MS: There are several reasons for this. One factor is the weakness of the Dalit and Tribal movements, although Dalits and Tribals constitute the single largest chunk of voters in the state. The Dalit movement has been historically weak in Gujarat because of the Gandhian presence. Then, land reforms in the 1950s led to major changes in caste relations, leading to the rise to power of the Patels, who were traditionally treated as a ‘low’ Shudra caste who worked as sharecroppers in the fields of the ‘upper’ castes. Seeking to use their new-found economic clout to rise up in the caste hierarchy, the Patels began sponsoring a number of Hindu religious outfits and backing Hindutva organisations in the state, thus presenting themselves as ardent Hindus, and, therefore, as ‘high’ castes. One aspect of that newly constructed identity as super-Hindus was a deep hostility towards Muslims. In fact, the Patels, who comprise more than 30% of the Gujarati population, played a major role in the 2002 anti-Muslim genocide.
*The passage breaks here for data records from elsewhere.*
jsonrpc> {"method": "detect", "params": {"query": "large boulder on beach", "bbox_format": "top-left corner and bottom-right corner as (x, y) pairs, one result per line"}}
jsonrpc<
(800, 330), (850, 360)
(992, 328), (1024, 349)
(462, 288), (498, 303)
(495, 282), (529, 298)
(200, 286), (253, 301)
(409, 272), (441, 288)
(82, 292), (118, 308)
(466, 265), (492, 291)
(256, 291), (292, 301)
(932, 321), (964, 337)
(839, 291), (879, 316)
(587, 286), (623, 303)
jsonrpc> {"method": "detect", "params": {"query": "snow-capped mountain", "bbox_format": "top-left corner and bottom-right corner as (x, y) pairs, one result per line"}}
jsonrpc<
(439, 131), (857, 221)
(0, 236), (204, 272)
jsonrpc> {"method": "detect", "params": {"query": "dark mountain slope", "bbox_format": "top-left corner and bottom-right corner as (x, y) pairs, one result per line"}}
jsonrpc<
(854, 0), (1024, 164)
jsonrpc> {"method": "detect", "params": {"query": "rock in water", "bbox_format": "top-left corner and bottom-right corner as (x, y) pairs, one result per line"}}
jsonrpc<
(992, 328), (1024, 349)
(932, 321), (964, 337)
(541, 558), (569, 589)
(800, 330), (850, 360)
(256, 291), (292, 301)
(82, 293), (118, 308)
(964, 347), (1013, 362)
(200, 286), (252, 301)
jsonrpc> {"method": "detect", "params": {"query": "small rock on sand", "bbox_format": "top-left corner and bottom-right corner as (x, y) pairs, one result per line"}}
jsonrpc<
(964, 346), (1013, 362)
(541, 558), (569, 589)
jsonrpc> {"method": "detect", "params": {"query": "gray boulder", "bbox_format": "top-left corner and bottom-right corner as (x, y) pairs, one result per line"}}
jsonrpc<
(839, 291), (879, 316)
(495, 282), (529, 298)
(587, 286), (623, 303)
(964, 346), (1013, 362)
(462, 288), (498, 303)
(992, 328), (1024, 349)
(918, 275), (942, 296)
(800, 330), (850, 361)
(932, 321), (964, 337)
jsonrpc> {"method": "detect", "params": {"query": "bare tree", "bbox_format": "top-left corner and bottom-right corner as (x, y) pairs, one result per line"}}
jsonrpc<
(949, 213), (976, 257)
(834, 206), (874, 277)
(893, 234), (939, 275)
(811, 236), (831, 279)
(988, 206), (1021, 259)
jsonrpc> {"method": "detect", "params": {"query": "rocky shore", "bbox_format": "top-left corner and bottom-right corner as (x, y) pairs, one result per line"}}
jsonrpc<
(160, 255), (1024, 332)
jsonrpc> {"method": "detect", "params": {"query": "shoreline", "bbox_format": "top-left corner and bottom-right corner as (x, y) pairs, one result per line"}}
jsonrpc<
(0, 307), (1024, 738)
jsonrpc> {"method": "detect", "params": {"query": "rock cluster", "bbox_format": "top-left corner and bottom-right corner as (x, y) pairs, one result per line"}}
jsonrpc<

Till the 1980s, the newly upwardly mobile Patels were not politically powerful. Gujarat was ruled by the Congress Party, which based its electoral calculations on the vote-banks of the Kshatriyas, Dalits, Tribals and Muslims—the so-called KHAM theory. So, the Patels felt that their political fortunes lay with a non-Congress party. The average ‘upper’ caste Gujarati Bania or Patel would not dream of giving his or her daughter to a Patel in marriage, because, despite their recent economic progress, the Patels were still seen as socially inferior. And so, in order to capture political power and also to assert the claim to a higher status in the caste hierarchy, from the 1980s onwards the Patels took to Hindutva in a big way. Many leaders of Hindutva outfits in Gujarat are Patels and they are among their major sources of finance. To add to this is the Patel diaspora, in England and America, that sends enormous amounts of money to fund Hindutva and Hindu religious groups in Gujarat and other parts of India.
YS: What future do you see for progressive forces in Gujarat?
MS: The situation is very grim. India is going through severe political and social crises. The country is being sold to Western imperialist powers under the garb of globalisation, leading to immense pauperisation, which is hitting marginalized communities, such as Dalits, Muslims, OBCs and Muslims, the most. It is bound to lead to escalation of caste and communal conflicts as the ruling classes seek to deflect peoples’ attention from their economic and political concerns. Hindutva forces, agents of imperialism, are bound to become more assertive and aggressive. They are working in tandem with imperialist forces, including the USA, whose perceptions about Muslims they share and whose economic agenda of so-called liberalisation, a euphemism for market fundamentalism, too, they support, while at the same time paying lip-sympathy to swadeshi. Gujarat today, as well as the rest of India, is being plundered by foreign, mainly American, multinational corporations, leading to the closure of thousands of factories and leading to millions of workers being thrown out on the streets. This is the Hindu Rashtra that they want to establish. But, let me stress, the Congress and other such parties are equally guilty. They share, broadly, the same economic agenda and vision, and have roughly the same position vis-à-vis American imperialism.
This suggests the urgent need for mass struggles against American imperialism, against the politics of parties such as the BJP and the Congress, and against religious fundamentalism, Hindu, Muslim or whatever. I am firmly convinced that the socialist movement has an important role to play in this struggle.